Angela (on the right) has been beading for a long time. She teaches various weaving and jewelry techniques for local bead shops. She also enters her work and has won awards in various beading competitions. She came (and stayed in a hotel) for the whole week I was in Baltimore and took my classes, but also helped me a great deal by managing my little "shop" area and by displaying her BJP work for both years!
I am totally in LOVE with her ideas and work for this year's BJP!!! It is so amazing, I don't even have words for it. You can read about it and see pictures on her blog, but they only begin to give you an idea of how fab her work is!!!! She also had her BJP pieces from last year with her, and it was grand to see/meet them in person.... way wonderful to see and touch the real things!!! The pictures especially do not show all the thread embroidery details she works into her pieces.
Because Angela has been stitching beads for a long time, I was worried that she would drive to Baltimore and sustain the hotel expense only to find that she already knew everything I had to teach. Fortunately for both of us, she learned some new-to-her techniques, including her favorites the bugle bead pathway and using tall stacks to make a beaded bezel. Also, the improvisational approach was new and fun for her to try.
Since her husband, Wayne, will be returning home in a few days after a second deployment to Iraq, she decided to spend her time in Baltimore working on a vessel/box for him. She used her new techniques and practiced working improvisationally on this piece... saying it was really freeing and fun to work this way!! Here are two views of Wayne's Box in progress. I'm sure you will see it finished on her blog soon.
Besides beading in the classroom, I had two days off while I was there. Naturally Angela, my wonderful hostess, Carolyn Everly, and I spent both days beading... except when we took time to drive into the Baltimore city center and visit Beadazzled. I finished my September BJP and got a good start on Oct. You'll see them in my next post.
The Baltimore classes were a blast! I love teaching needleworkers, who are used to slow, meditative progress, detail and stitching in general. They were ALL quick studies! Some of them are totally excited about bead embroidery... One even decided to be an un-official BJP participant! I feel a tad guilty for being paid to have so much fun!
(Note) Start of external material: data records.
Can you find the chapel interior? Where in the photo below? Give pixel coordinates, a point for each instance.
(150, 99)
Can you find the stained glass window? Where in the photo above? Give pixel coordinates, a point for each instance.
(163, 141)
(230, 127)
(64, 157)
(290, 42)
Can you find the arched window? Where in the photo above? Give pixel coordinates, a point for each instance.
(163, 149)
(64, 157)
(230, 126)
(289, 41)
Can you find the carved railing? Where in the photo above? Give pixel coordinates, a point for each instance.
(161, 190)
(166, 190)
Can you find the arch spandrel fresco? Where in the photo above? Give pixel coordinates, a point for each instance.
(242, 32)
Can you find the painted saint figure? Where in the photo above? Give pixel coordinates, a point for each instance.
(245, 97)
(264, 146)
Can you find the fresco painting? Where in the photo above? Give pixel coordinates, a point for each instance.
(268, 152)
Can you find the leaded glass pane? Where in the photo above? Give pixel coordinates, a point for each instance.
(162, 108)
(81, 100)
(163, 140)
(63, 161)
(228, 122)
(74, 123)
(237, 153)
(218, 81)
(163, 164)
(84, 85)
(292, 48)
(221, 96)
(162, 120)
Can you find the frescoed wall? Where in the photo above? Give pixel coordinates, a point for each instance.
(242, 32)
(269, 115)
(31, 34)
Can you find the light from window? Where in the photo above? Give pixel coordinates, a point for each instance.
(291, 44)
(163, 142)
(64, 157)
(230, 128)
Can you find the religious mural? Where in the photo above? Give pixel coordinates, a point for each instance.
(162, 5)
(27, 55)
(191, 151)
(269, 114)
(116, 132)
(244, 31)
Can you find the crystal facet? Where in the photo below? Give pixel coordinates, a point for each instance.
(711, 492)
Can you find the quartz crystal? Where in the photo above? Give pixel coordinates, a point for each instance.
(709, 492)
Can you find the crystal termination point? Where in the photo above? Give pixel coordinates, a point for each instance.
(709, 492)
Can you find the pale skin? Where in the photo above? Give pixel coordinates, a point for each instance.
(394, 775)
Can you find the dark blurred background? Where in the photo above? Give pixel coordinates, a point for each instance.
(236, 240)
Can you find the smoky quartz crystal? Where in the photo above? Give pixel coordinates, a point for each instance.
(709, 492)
Susan Elliott, top picture on the left, was responsible for their interest in getting me all the way across the country to teach... and it took almost 2 years from their first contact to make it happen. We were very blessed in class because Susan brought her September BJP piece, Returning Home, shown below, so we could all see it in person. It is such a touchingly beautiful piece. If you haven't read about it on her blog, please go here.
Susan and other Guild movers and shakers took Angela and me to dinner one night at a fabulous French restaurant in the little historical town of Ellicott City. Other than the fact that I was on the second day of a nasty head cold, it was really fun to be pampered and fed as only the French can, to spend a couple of hours entertained by Susan's travel stories and to be in the good company of such impressively talented women!
Meeting, beading and being with Angela and Susan was a great pleasure, a gift! We connect on the internet, realize how much we have in common, get to know and like each other... That's a very special part of the BJP. Then, later, to meet in person is so easy. It's like we already know each other... the shyness and formalities of meeting evaporate into instant bonds. I love it!!!